The numbers in today’s market are striking enough to trigger reflection. 

ClarkSea Index is currently averaging around $40,000 per day, the strongest start to any year on record. According to Clarksons, shipping is currently generating “more cash than we’ve ever had.” 

At the same time, the global fleet and orderbook value has reached a record $2.4 trillion, with another $2 trillion potentially required in newbuilding investment over the next decade. 

Asset values remain elevated across multiple sectors, particularly tankers, reinforcing a sense of prolonged strength that feels unusually stable — and unusually long. 

 

Déjà vu from a different era 

Despite today’s fundamentally different financial environment, the mood of confidence evokes memories of 2008. 

Back then, the industry also believed in an unstoppable cycle of growth. Today, there is again a visible gap between strong shipping markets and a more fragile global macroeconomic backdrop. 

Global growth is slowing. Trade tensions are intensifying. Tariffs are increasing. Energy markets remain highly sensitive to geopolitical shocks, particularly around the Strait of Hormuz. 

In both eras, rising oil prices and geopolitical instability have acted as destabilising forces for the broader economy — even if shipping itself continues to benefit in the short term. 

 

Capacity discipline… for now 

One of the industry’s most persistent historical mistakes has been mistaking cyclical strength for structural demand growth. 

While today’s orderbook is far from the excesses of 2007–2008, Clarkson data suggests around 200 shipyard expansion or reactivation projects are underway, most of them in China. 

At the TradeWinds Shipowners Forum in Athens, several industry figures openly acknowledged the risks. 

Safe Bulkers’ Polys Hajioannou expressed concern about expanding yard capacity. Meanwhile, Harry Vafias, whose group has reduced debt by roughly $1.1 billion, warned that ordering at current prices is “statistically wrong,” adding: “Sooner or later the party will finish.” 

A statement that stood out not for its optimism — but for its restraint. 

 

A fundamentally different financial industry 

Despite the parallels, today’s market is structurally very different from 2008. 

Banks are far more cautious.
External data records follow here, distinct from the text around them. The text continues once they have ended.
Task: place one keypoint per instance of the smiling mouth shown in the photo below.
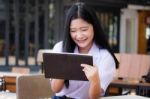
(81, 41)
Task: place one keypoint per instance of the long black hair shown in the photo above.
(81, 10)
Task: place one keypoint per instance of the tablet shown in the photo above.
(65, 65)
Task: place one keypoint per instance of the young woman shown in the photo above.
(83, 34)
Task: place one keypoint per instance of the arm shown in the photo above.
(91, 73)
(57, 84)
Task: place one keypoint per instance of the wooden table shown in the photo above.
(7, 95)
(128, 84)
(125, 97)
(9, 80)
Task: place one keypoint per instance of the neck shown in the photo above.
(85, 50)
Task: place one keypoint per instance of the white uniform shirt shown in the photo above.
(106, 68)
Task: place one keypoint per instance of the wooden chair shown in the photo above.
(33, 87)
(21, 70)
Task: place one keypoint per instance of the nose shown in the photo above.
(79, 35)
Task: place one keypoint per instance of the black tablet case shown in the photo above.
(65, 66)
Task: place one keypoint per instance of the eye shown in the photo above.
(72, 31)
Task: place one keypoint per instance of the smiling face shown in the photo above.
(82, 34)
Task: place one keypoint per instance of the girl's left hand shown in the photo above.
(91, 72)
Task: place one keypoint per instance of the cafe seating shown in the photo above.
(33, 87)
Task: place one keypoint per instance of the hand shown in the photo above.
(91, 73)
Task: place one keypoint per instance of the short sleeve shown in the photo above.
(106, 68)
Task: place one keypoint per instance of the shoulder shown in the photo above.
(105, 55)
(58, 47)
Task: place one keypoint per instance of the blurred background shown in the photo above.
(29, 25)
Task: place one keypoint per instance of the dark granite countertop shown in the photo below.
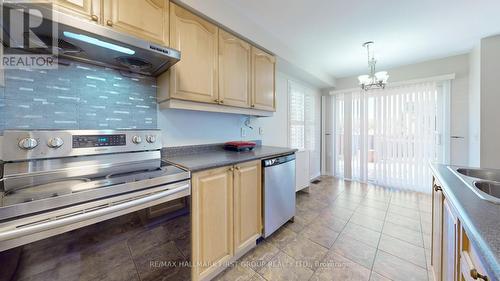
(197, 158)
(480, 218)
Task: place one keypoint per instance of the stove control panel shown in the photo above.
(27, 143)
(80, 141)
(20, 145)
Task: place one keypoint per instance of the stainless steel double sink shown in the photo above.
(484, 182)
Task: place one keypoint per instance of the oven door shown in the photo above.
(32, 228)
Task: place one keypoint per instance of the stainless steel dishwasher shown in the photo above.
(279, 192)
Shipping balance sheets are significantly stronger. The pandemic-era boom was largely used to reduce debt rather than expand leverage. Newbuilding capacity is tighter, and consolidation has improved discipline across both owners and shipyards. 
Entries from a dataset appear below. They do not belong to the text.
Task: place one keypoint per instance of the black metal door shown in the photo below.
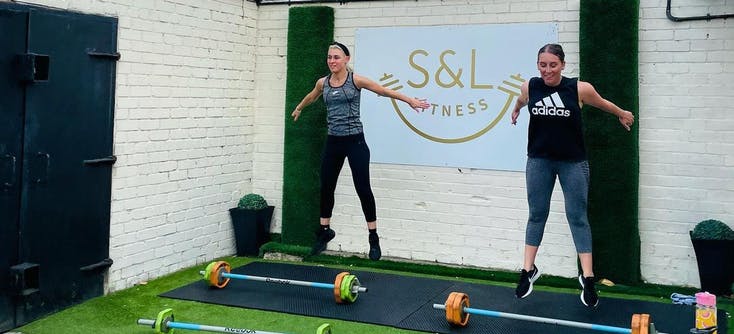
(12, 43)
(64, 76)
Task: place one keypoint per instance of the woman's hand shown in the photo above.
(419, 104)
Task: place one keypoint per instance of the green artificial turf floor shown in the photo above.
(118, 312)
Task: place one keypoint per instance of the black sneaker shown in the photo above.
(588, 293)
(375, 252)
(525, 285)
(323, 238)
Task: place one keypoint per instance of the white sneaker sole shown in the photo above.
(532, 280)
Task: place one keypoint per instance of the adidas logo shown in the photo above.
(550, 106)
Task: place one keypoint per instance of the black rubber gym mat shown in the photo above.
(389, 299)
(407, 302)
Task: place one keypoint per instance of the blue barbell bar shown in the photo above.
(459, 302)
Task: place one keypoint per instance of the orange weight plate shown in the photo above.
(449, 310)
(635, 326)
(463, 316)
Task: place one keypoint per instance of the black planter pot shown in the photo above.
(251, 229)
(715, 265)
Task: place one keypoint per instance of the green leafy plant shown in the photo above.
(712, 229)
(252, 202)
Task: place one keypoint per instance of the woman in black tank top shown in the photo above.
(556, 150)
(345, 140)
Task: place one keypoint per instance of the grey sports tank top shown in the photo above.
(342, 107)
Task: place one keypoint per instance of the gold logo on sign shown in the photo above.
(446, 77)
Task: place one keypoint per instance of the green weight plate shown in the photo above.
(324, 329)
(347, 284)
(161, 322)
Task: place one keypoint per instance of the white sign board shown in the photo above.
(470, 74)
Unlike in the past, many of today’s earnings are also being driven not by pure trade growth, but by disruption. 

Red Sea diversions, geopolitical fragmentation, sanctions and routing inefficiencies have all increased tonne-miles — effectively boosting freight demand artificially. 

As JP Morgan Asset Management’s Andrian Dacy noted in Athens, shipping may even be benefiting from an “inverse geopolitical risk premium,” where instability itself supports earnings. 
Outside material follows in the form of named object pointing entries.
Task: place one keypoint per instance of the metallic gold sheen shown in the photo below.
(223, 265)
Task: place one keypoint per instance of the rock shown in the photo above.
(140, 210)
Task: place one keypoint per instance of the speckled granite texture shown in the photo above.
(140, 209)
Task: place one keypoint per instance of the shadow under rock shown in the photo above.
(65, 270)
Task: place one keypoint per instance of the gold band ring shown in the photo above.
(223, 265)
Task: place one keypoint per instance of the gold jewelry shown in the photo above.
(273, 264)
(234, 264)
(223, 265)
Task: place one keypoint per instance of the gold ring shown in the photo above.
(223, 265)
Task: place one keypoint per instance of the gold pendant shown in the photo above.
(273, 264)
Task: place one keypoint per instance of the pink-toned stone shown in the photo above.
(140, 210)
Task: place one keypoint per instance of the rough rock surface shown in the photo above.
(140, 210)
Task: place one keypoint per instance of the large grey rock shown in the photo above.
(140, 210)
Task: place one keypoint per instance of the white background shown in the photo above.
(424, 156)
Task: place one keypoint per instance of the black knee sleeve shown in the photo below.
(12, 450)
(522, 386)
It is a powerful dynamic — but only as long as it lasts. 

 

The uncomfortable questions 

The real risk lies not in current strength, but in assumptions about its permanence. 

What happens if the Red Sea fully reopens?
What happens if global growth slows further?
What happens if shipyard expansion accelerates faster than demand? 

These are questions few were eager to discuss amid the celebrations in Athens. 

 

Between celebration and caution 

This year’s Posidonia felt, for many, like a paradox. On the surface: record cash generation, booming asset values and packed exhibition halls. Beneath it: a growing awareness that cycles always turn. 

AI dominated conversations, parties were bigger than ever, and optimism was everywhere. But among the most experienced voices, the tone was more measured — focused on resilience, flexibility and balance sheet strength. 

That may ultimately be the key difference from 2008. 

Back then, the industry believed the cycle had no ceiling. Today, most know it does. 

The question now is whether that awareness will be enough when the cycle inevitably turns again.